You capture some frames and then you view the result using movie():
nframes = 10;
x = linspace(100,200,10); % note the span of x and y are 100-200
for k = 1:nframes
y = 100*rand(10,1) + 100; % some fake data
if k == 1
hp = plot(x,y);
else
hp.YData = y;
end
S(k) = getframe(gca);
end
movie(S)
Obviously, I can't really run movie() here, but at least this static frame should be what you'd expect from the call to movie -- it looks just like it did when the frames were being plotted and captured. You then write the captured frames to disk, and all of a sudden, the plot box and ticklabels are gone.
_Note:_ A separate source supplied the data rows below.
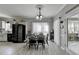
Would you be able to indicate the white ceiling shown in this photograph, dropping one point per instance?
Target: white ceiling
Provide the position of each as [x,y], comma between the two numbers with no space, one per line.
[29,10]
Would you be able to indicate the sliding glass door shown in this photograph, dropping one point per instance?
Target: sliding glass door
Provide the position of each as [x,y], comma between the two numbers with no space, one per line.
[39,27]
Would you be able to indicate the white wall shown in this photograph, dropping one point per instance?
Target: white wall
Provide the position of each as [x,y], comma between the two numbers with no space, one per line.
[57,31]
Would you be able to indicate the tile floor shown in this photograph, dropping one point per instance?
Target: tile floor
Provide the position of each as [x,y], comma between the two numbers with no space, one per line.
[9,48]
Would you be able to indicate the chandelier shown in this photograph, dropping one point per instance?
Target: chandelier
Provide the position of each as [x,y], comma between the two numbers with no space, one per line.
[39,16]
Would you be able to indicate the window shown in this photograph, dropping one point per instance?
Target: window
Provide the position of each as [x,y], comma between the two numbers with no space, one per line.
[40,27]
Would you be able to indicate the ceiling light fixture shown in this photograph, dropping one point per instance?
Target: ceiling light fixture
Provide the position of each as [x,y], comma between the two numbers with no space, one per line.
[39,16]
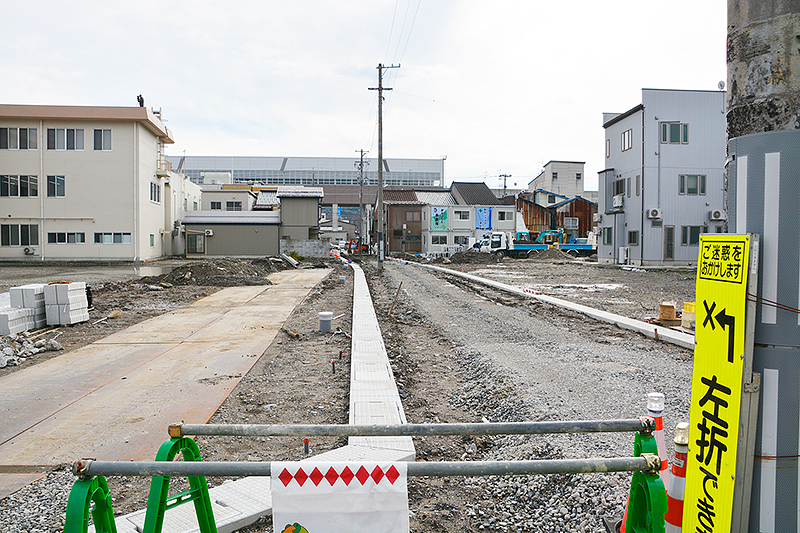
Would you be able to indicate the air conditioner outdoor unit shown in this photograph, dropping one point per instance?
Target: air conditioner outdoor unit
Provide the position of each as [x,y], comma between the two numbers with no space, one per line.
[623,255]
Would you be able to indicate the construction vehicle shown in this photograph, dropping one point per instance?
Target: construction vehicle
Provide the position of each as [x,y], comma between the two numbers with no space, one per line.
[352,246]
[501,244]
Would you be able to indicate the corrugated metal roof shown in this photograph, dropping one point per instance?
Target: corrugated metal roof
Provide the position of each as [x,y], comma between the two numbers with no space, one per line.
[300,192]
[232,217]
[267,198]
[400,197]
[565,202]
[475,193]
[436,198]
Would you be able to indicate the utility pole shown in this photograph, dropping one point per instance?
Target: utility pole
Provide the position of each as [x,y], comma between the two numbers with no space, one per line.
[380,88]
[504,176]
[360,165]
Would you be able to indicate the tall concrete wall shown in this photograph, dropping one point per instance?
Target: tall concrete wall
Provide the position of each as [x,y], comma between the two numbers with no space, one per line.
[763,187]
[763,66]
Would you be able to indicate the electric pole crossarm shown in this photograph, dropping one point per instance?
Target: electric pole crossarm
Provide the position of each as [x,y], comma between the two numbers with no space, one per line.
[380,88]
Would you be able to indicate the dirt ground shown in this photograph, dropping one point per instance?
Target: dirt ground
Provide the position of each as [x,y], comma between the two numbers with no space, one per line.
[303,377]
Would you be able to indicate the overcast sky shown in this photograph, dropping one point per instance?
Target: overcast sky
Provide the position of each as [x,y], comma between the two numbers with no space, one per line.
[497,86]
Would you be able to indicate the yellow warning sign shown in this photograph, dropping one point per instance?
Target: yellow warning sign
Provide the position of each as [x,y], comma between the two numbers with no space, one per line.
[721,298]
[721,260]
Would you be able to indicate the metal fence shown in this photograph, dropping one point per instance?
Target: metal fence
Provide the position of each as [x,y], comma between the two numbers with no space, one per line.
[90,494]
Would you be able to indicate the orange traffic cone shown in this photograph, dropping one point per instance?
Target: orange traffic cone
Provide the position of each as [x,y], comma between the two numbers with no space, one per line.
[674,515]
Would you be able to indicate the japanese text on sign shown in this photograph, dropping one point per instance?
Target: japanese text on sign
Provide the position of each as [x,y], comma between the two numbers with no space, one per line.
[716,383]
[721,261]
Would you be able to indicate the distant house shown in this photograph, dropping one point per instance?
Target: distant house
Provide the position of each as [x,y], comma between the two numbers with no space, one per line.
[232,233]
[564,178]
[247,233]
[575,216]
[664,177]
[441,222]
[228,197]
[299,211]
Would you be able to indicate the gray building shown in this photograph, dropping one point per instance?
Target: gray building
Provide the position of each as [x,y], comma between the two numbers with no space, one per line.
[311,171]
[664,177]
vidObj = VideoWriter('blah.avi');
open(vidObj);
for k = 1:numel(S)
thisframe = S(k);
writeVideo(vidObj,thisframe);
end
close(vidObj);
In order to see what's going on, we can make one simple change. Before calling movie(), let's clear the figure.
clf
movie(S)
Notice that the x and y axes now only span the unit interval. What's happening is that movie() is simply inheriting whatever the prior XLim, YLim are from when the axes was last used. If we clear the figure, it just uses [0 1] as the default. So when you run movie(), you actually are seeing that the frames are cropped as the AVI file shows. The tick labels aren't part of the captured frames. They're just left over from plotting.
The way to fix the issue should be to capture the parent figure instead of just the axes in the call to getframe(), something like:
S(k) = getframe(gcf); % capture the figure, not just the axes
... or whatever figure handle refers to the intended target.